Rachel Schutt (A.B. ’97) commutes by subway from the Upper West Side of Manhattan to her office in the News Corporation building, just around the corner from Times Square. She heads through lobby security and up the elevator to the eighth floor, passing 21st Century Fox at one end of the building and crossing the hall toward her News Corp office. Near the entrance are walls covered by giant television screens and slanting shelves stacked with the day’s newspapers published by News Corp’s nine companies: the New York Post, the Wall Street Journal, the Times of London, the Daily Telegraph, and others.
As chief data scientist, Schutt has been defining her role ever since she arrived at the company two years ago. Simply put, her job is to answer this question: How can data help shape the future of news?
“For me, it’s about building a sustainable business model for journalism,” says Schutt, who believes strongly in journalism as a social good. “But it’s been very heavily disrupted by the Internet. So how do we get revenue in order to pay journalists so that we can keep newspapers going and stories coming?”
The answer involves big data. Think of the 15 million unique visitors to the Wall Street Journal website each day, lingering for x minutes, clicking on y and z related articles, each click carrying a timestamp and origin. That’s the kind of high-volume, fast-accumulating, miscellaneous information that Schutt has to sift through. Add those to yet more data on News Corp’s other online publications and, say, stats about the print subscriptions, and you start to understand the skill and creativity required to make sense of it all.
Schutt uses those data to inform and build best practices for the business and the newsroom. She searches for patterns amid the data points, “attempting to create order out of chaos,” as she puts it. Based on patterns of user behavior, Schutt can automate strategies to retain newspaper subscribers and generate ad revenue. She can use statistics to predict whether visitors are likely to renew their subscriptions; if not, the marketing team creates messaging and incentives to keep readers coming back. That’s the business side.
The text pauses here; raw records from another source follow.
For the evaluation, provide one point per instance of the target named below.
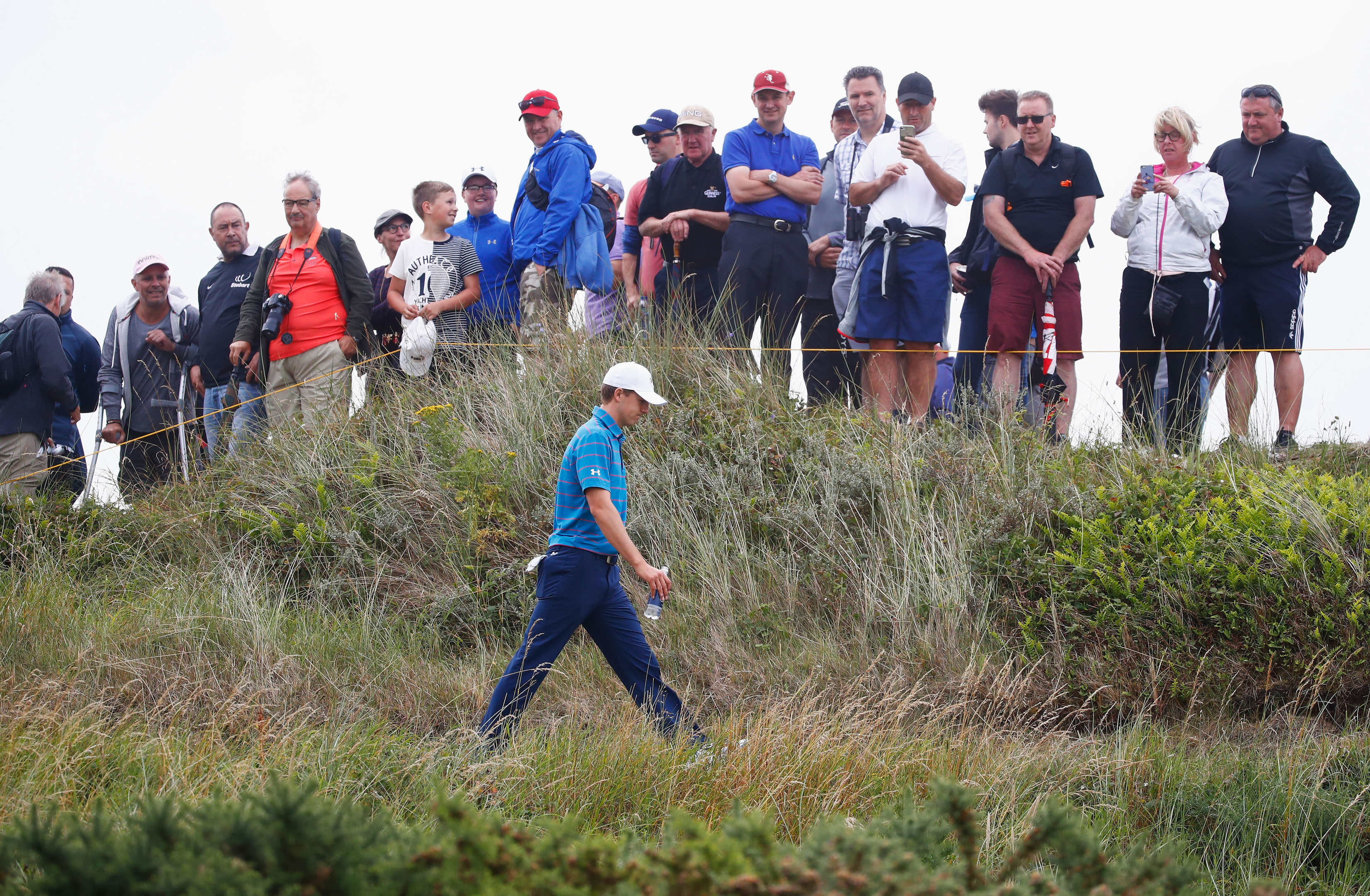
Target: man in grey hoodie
(150, 340)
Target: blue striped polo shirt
(592, 461)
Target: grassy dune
(1173, 646)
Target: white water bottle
(654, 603)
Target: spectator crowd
(727, 235)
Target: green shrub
(288, 840)
(1183, 585)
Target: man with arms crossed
(909, 183)
(579, 579)
(1040, 205)
(1268, 250)
(772, 176)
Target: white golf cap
(635, 377)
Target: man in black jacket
(969, 269)
(27, 411)
(321, 272)
(222, 292)
(1268, 250)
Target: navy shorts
(1262, 307)
(918, 292)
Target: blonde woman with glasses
(1168, 220)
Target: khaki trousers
(19, 458)
(303, 401)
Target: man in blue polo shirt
(772, 177)
(579, 579)
(495, 317)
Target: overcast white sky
(129, 121)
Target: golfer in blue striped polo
(579, 579)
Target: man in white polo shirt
(909, 177)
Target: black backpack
(980, 263)
(13, 368)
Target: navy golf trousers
(579, 588)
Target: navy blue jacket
(564, 172)
(29, 407)
(84, 355)
(1270, 199)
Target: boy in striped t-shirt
(436, 276)
(579, 577)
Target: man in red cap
(772, 177)
(550, 196)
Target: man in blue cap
(579, 577)
(643, 266)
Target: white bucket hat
(417, 347)
(635, 377)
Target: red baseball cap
(770, 80)
(538, 103)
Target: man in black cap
(643, 257)
(825, 369)
(392, 228)
(684, 207)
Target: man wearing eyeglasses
(1039, 205)
(495, 318)
(643, 263)
(1268, 250)
(555, 185)
(392, 228)
(320, 270)
(772, 176)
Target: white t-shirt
(433, 272)
(912, 198)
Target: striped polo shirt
(592, 461)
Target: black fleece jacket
(1270, 199)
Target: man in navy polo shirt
(772, 176)
(579, 579)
“But we’re also interested in the design element,” she continues. “On the newsroom side, there are examples where the data science teams help the newsroom tell stories with data. To me, that’s where the future is, in terms of creative opportunities.” For instance: producing interactive infographics, or quickly processing the text in 30,000 emails released by former Secretary of State and presidential hopeful Hillary Clinton to see whether the emails contain a newsworthy pattern.
“Any of the world’s data becomes something we can work on,” Schutt says. “There are so many new kinds of data, which we can use to find stories anywhere in the world.”
Schutt’s winding career path—from honors math in LSA to News Corp in NYC—took her through a couple of master’s degrees and a Ph.D.; included stints as a consultant, high school teacher, and statistician at Google; and eventually led her to publish a seminal textbook on the emerging field of data science.
The book, called Doing Data Science, grew out of a course she taught at Columbia University. “Teaching the course was an effort to explore this new thing for myself—it was a vehicle to research this new area called big data,” Schutt says. “So I did it at night, while I was working at Google. It felt like I was onto something.”
Schutt, the book’s co-author, Cathy O’Neil, and students in the course sensed the opportunity to influence future conversations about working with big data. They thought deeply about not just the technical, math-laden aspects of the field, but also the human side of the numbers, the values and ethics required to do data science right. Throughout the book, Schutt and O’Neil pose thought experiments that reflect some of these ethical considerations. “In a statistics or computer science class, ethics doesn’t normally come up. Just doing that probably was an innovation,” Schutt says. “The philosophical and human element, I’ve always felt, is completely missing in other books in similar fields. And it still is.”